This may be the ultimate question as our water resources are finite, increasingly scarce and increasingly in demand. If African countries are to rely on groundwater for future resilience and manage it sustainably, they must quickly gain a better understanding of climate change impacts on this critical resource. A recent study sheds new light on the climate-groundwater relationship, finding that the 2015-2016 El Niño weather event replenished groundwater very differently in southern Africa and in East Africa just below the equator. Based on a combination of satellite and on-site data analysis, it is part of a growing body of research, to which the International Water Management Institute (IWMI) is contributing, in collaboration with UK partners such as University College London, Cardiff University, University of Sussex, and British Geological Survey, as well as others in southern and eastern Africa.
The El Niño-Southern Oscillation, or ENSO phenomenon, involves the interaction between the atmosphere and the ocean in the tropical Pacific. It is a telling cause of climate variability in the tropics. As an extreme case among historical patterns, the 2015-2016 event had exactly opposite effects on rainfall in southern Africa and East Africa below the equator. In southern Africa, it resulted in the most intense drought ever recorded for the region, estimated to recur every 200 years. The authors note that warming caused by human activities has heightened climate risks. They suggest that this has already “doubled the risk of such an extreme… event,” meaning such an intense drought could return every 100 years.

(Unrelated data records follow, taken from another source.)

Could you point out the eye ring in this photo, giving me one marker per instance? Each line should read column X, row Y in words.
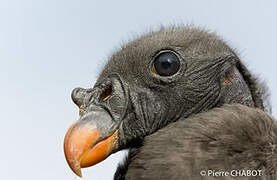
column 165, row 63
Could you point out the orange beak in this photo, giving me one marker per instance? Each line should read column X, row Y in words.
column 84, row 146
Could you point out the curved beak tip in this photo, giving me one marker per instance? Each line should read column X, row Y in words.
column 80, row 150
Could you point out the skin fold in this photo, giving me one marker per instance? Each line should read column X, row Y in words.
column 156, row 84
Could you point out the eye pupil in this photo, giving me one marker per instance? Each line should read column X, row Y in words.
column 166, row 64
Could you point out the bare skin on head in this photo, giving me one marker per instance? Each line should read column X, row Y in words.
column 162, row 78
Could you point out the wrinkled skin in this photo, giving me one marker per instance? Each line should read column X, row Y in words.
column 137, row 102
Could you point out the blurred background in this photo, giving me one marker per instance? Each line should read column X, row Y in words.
column 49, row 47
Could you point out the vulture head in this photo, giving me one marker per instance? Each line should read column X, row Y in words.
column 153, row 81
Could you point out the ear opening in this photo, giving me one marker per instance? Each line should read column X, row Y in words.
column 240, row 86
column 252, row 83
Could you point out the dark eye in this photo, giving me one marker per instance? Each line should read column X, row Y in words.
column 166, row 64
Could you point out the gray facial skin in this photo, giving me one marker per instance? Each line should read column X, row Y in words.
column 140, row 101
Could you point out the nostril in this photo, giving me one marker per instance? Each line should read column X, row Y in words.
column 106, row 94
column 78, row 95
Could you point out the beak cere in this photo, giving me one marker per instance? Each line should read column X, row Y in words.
column 86, row 145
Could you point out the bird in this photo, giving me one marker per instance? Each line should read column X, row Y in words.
column 185, row 106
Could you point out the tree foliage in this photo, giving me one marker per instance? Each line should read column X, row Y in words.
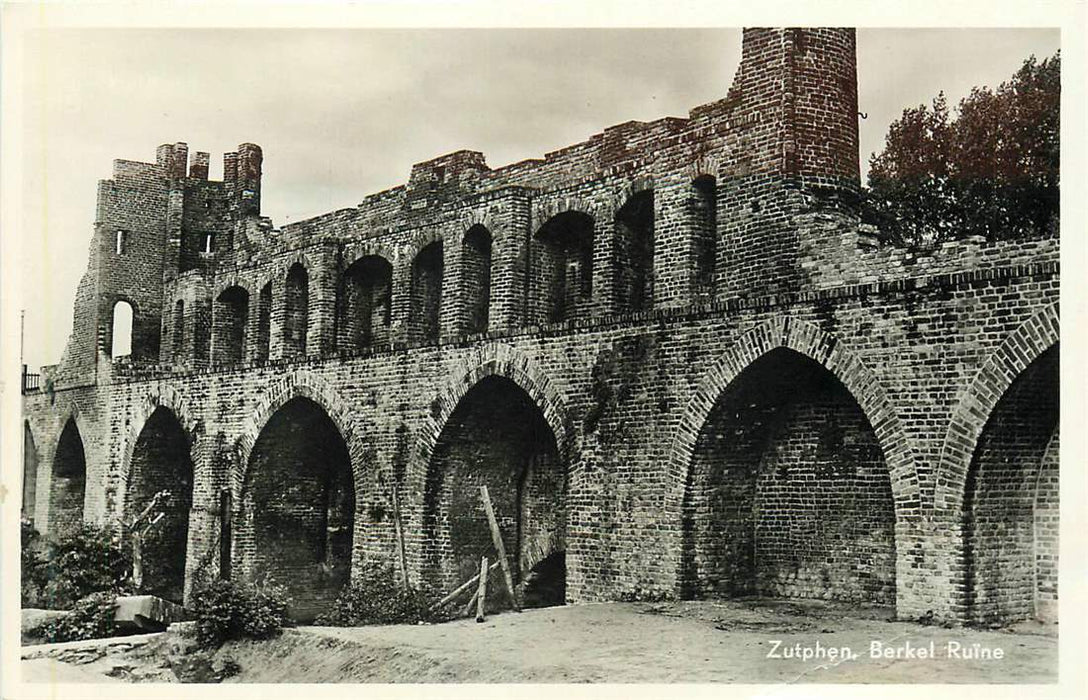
column 989, row 170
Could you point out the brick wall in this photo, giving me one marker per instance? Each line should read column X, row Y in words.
column 625, row 297
column 161, row 462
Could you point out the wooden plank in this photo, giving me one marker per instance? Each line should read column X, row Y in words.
column 471, row 603
column 497, row 539
column 482, row 590
column 460, row 589
column 400, row 537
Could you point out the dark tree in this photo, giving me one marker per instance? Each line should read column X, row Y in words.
column 991, row 169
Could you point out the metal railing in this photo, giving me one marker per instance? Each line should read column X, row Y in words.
column 31, row 381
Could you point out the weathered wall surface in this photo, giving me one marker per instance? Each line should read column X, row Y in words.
column 646, row 292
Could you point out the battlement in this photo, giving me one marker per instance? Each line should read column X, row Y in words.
column 643, row 215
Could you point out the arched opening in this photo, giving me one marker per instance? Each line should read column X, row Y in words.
column 263, row 323
column 298, row 507
column 69, row 483
column 121, row 330
column 634, row 253
column 1011, row 502
column 296, row 311
column 29, row 473
column 789, row 494
column 497, row 437
column 563, row 278
column 425, row 294
column 232, row 314
column 161, row 477
column 704, row 236
column 178, row 330
column 476, row 280
column 366, row 303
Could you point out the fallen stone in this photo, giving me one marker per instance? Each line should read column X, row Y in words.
column 146, row 613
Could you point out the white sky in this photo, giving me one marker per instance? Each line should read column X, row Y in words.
column 344, row 113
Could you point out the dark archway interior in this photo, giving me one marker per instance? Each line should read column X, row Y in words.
column 425, row 294
column 366, row 303
column 1011, row 545
column 296, row 311
column 564, row 270
column 634, row 253
column 476, row 271
column 704, row 213
column 161, row 463
column 497, row 437
column 232, row 314
column 298, row 507
column 70, row 479
column 263, row 323
column 789, row 493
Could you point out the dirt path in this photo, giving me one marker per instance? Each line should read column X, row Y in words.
column 644, row 642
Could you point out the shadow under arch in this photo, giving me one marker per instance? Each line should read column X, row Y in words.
column 498, row 424
column 819, row 350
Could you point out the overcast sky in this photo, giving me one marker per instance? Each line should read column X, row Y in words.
column 344, row 113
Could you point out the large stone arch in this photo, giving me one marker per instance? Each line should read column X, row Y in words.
column 841, row 361
column 1023, row 346
column 162, row 396
column 298, row 481
column 305, row 383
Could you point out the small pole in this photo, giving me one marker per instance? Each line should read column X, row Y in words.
column 471, row 603
column 224, row 535
column 482, row 591
column 497, row 540
column 400, row 538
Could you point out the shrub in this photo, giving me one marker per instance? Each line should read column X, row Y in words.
column 88, row 562
column 374, row 597
column 33, row 565
column 89, row 618
column 229, row 610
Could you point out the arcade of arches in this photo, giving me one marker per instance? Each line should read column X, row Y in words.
column 297, row 513
column 789, row 494
column 69, row 482
column 162, row 474
column 1011, row 502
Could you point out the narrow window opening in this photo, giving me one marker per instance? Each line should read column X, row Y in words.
column 122, row 332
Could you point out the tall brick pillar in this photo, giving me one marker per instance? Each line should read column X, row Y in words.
column 400, row 296
column 509, row 260
column 791, row 119
column 321, row 338
column 450, row 310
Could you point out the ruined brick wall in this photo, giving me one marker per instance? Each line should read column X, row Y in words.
column 790, row 492
column 633, row 280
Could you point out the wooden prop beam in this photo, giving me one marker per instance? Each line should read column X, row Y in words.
column 497, row 539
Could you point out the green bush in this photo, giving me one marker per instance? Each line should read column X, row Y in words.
column 374, row 597
column 57, row 575
column 229, row 610
column 88, row 562
column 89, row 618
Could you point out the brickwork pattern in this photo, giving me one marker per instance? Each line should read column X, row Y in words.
column 625, row 286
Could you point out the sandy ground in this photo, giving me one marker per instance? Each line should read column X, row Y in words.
column 626, row 642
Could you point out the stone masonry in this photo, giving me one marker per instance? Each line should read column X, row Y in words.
column 671, row 352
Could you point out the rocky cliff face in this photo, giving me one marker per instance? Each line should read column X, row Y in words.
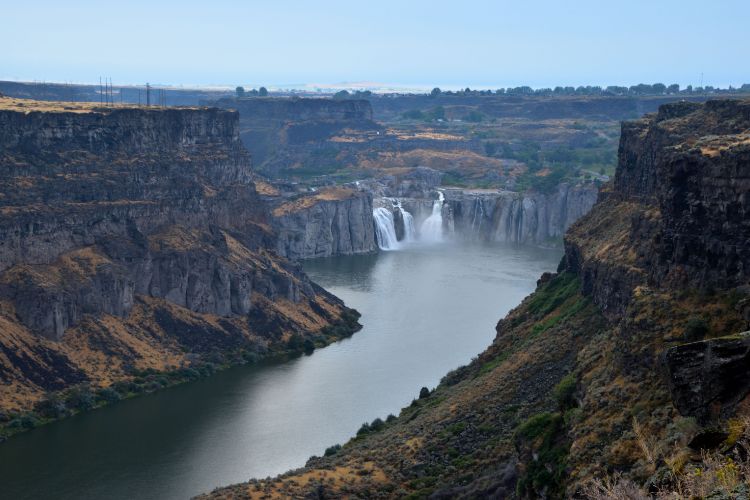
column 332, row 221
column 627, row 362
column 133, row 239
column 525, row 218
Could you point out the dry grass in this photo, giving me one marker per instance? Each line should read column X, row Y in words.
column 713, row 475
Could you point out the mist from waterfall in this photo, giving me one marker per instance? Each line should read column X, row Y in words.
column 410, row 232
column 385, row 229
column 432, row 228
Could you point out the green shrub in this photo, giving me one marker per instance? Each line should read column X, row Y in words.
column 565, row 393
column 80, row 398
column 108, row 394
column 695, row 329
column 332, row 450
column 52, row 406
column 308, row 346
column 377, row 425
column 364, row 429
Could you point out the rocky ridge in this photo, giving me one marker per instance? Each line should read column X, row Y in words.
column 134, row 239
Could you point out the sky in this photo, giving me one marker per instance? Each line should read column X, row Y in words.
column 479, row 44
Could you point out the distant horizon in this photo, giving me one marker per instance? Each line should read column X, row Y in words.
column 484, row 44
column 376, row 87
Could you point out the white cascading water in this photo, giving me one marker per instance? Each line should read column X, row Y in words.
column 410, row 232
column 385, row 230
column 432, row 227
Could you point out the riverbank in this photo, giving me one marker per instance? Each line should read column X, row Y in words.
column 84, row 398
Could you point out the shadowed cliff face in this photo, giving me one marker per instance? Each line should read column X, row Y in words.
column 134, row 239
column 613, row 365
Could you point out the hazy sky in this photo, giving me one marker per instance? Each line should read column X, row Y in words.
column 481, row 44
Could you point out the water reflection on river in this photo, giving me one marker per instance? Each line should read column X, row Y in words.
column 426, row 310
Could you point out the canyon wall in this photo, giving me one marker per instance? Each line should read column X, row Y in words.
column 628, row 365
column 524, row 218
column 133, row 239
column 333, row 221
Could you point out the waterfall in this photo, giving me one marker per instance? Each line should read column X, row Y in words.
column 410, row 232
column 385, row 231
column 478, row 216
column 432, row 227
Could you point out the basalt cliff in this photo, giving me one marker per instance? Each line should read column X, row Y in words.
column 136, row 252
column 629, row 365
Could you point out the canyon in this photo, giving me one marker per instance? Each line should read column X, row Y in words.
column 133, row 244
column 139, row 250
column 639, row 333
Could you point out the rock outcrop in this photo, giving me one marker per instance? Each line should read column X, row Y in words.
column 134, row 238
column 330, row 222
column 709, row 378
column 297, row 134
column 524, row 218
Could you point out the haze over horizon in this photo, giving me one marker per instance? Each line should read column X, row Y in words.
column 417, row 44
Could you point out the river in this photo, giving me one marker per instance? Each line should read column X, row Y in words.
column 425, row 311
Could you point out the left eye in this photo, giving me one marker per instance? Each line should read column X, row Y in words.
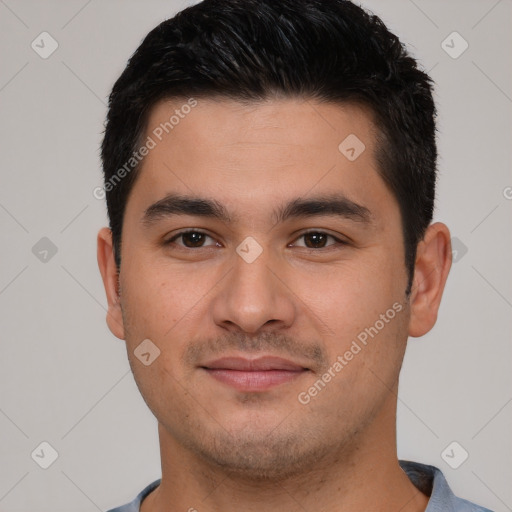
column 317, row 239
column 191, row 239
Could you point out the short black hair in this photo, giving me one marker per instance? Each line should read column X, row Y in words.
column 252, row 50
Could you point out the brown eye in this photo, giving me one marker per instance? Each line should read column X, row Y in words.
column 318, row 240
column 190, row 239
column 315, row 240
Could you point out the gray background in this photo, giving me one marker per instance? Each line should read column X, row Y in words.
column 65, row 379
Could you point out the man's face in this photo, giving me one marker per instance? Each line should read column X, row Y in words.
column 303, row 297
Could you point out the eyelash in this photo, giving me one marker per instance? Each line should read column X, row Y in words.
column 317, row 232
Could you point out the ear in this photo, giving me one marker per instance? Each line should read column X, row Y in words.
column 433, row 262
column 109, row 274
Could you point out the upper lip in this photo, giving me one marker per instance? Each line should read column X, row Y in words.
column 257, row 364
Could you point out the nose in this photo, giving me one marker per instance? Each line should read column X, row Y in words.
column 254, row 297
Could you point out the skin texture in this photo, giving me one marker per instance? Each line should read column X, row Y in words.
column 224, row 449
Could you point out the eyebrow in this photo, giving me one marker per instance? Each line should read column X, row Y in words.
column 326, row 205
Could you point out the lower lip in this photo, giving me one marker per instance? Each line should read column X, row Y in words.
column 254, row 380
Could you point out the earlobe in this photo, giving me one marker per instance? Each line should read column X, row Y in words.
column 110, row 276
column 433, row 262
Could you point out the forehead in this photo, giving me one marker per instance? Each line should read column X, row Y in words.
column 244, row 155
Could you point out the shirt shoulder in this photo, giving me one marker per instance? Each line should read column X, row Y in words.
column 431, row 481
column 134, row 506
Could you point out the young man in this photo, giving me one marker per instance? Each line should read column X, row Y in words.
column 270, row 171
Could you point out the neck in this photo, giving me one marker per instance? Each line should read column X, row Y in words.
column 364, row 476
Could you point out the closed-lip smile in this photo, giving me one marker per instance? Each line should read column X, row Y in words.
column 257, row 374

The 2015-2016 drought limited the recharge of aquifers and increased demand for groundwater leading to a decline in groundwater storage. In contrast, East Africa, just south of the equator, saw unusually high – but not extreme – rainfall, likely to recur every 10 years. With 100-150% above normal daily rainfall intensity in many places, this significantly boosted groundwater recharge and storage. At the Makutapora well field in Tanzania, for example, strong groundwater recharge reversed a long-term decline in groundwater storage that had resulted from increasingly intensive pumping to the growing city of Dodoma. Another new study published in Nature underpins the importance of extreme rain events in restocking groundwater in dry lands in sub-Saharan Africa. Rather than being replenished through regular rainfall, groundwater responds best to extreme rainfall – the type that happens every 10 years or so.